Austin released an independent resource report in August 2012 taking account of data from Birch and Pathfinder, but not including the recent Pathfinder horizontal well. The Birch project acreage is in the north east section of the Eagle Ford trend, in close proximity to the developed Giddings Austin Chalk field. Austin was able to secure the acreage for US$400 per acre because of the immature play in the region at the time. Austin will maintain an equity interest of 30% in the project. Austin has drilled three wells – two Eagle Ford and one Austin Chalk – at Birch and all intersected hydrocarbons. Importantly, the two Eagle Ford wells provided valuable technical information which de-risked the further drilling.

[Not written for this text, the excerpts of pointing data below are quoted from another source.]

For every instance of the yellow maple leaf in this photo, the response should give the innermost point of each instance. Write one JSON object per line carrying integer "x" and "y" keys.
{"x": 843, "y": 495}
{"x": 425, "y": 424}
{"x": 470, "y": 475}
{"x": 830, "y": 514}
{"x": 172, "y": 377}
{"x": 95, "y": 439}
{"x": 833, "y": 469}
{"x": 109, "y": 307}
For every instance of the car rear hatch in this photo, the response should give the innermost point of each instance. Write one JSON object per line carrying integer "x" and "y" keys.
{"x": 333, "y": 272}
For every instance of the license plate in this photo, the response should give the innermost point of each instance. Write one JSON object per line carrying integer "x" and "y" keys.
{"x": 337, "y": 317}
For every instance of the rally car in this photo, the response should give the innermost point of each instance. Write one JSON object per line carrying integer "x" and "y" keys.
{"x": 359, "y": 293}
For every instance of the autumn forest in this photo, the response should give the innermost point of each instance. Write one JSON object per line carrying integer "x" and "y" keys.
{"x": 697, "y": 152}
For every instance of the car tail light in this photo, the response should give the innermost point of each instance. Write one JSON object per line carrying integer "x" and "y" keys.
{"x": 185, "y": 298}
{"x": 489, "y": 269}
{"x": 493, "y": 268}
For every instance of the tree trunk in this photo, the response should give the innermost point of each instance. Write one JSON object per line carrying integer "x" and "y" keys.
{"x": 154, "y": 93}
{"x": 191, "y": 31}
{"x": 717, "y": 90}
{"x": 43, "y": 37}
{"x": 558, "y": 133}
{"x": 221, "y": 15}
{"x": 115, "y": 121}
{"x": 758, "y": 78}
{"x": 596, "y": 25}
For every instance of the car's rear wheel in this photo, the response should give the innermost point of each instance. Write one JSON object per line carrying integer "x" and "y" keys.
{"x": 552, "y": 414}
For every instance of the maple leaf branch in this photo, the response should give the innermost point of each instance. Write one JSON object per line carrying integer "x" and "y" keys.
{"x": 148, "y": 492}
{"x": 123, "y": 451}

The terms of the farm-out require the farm-inee to fund the cost of the next there Eagle Ford wells. At completion, the farm-inee will earn 70%. The three horizontal wells are expected to cost US$8m per well. The agreement covers 4,295 acres while Austin retains a 645 acre parcel. Austin will receive a US$1.95m up-front payment for an 18-month exclusivity option over the block during the drilling program. DJ Carmichael thinks this is a compelling endorsement of the work program to date, valuing the deal at US$8,650 per acre which would provide a 20 times return on Austin's original investment.

The Pathfinder project involves an 85% interest (65% net revenue interest) in 11,500 acres of high quality shale assets. The remaining 15% is held by JV partner Thomasson Petroleum. The acquisition cost was US$200 per acre. The first Niobrara well has been completed to 5,920 feet. It was the first to be drilled through the Pierre shale formation and the first into the Niobrara in the Florence field. It flowed oil and natural gas to surface at 403 boepd . Despite the results the market reaction was non committal. DJ Carmichael suspects this is because of the higher-than-expected gas ratio, as the market was expecting primary oil. Of note, this was the first well drilled in a relatively greenfield area and the broker expects further appraisal, that will be funded by the recent farm-out, could unlock significant value.

Austin will farm out 30% of its 85% working interest, retaining 55%, and be carried for the drilling costs of the next two horizontal wells. Austin will remain the operator. DJ Carmichael values the deal at US$3,480/acre, which would represent a substantial return on the entry cost. The potential upside is seen as substantial if the future development wells deliver in line with the nearby Wattenberg wells being drilled by Anadarko. Austin will sell the gas at the well head from Pathfinder to Mercator Energy, having signed a Heads of Agreement last month.

Mercator Energy will fund the development of the gas infrastructure and retain a percentage of the NYMEX natural gas price component of the final price that Austin receives. Construction of stage one is expected to be completed in six to nine months. This should allow the greater portion of the gas that is being produced from the Pathfinder horizontal well to be sold and on line in time for the completion of the next horizontal well, expected to spud in the fourth quarter of 2013. The company has also completed a buy-out of the third commitment well required to spud by June 30 2013. The forward commitment will be to drill a further two wells by June 2014.

DJ Carmichael believes the stock is a speculative buying opportunity. The farming out of the key acreage reduces funding risk and provides leverage to a drilling program which could unlock material reserves. There are a number of near-term catalysts for the stock. The Birch project farm-out will be finalised at the end of this month and Pathfinder at the end of August. A reserves report is expected by the end of the September quarter. The broker values the stock at 2.6c a share.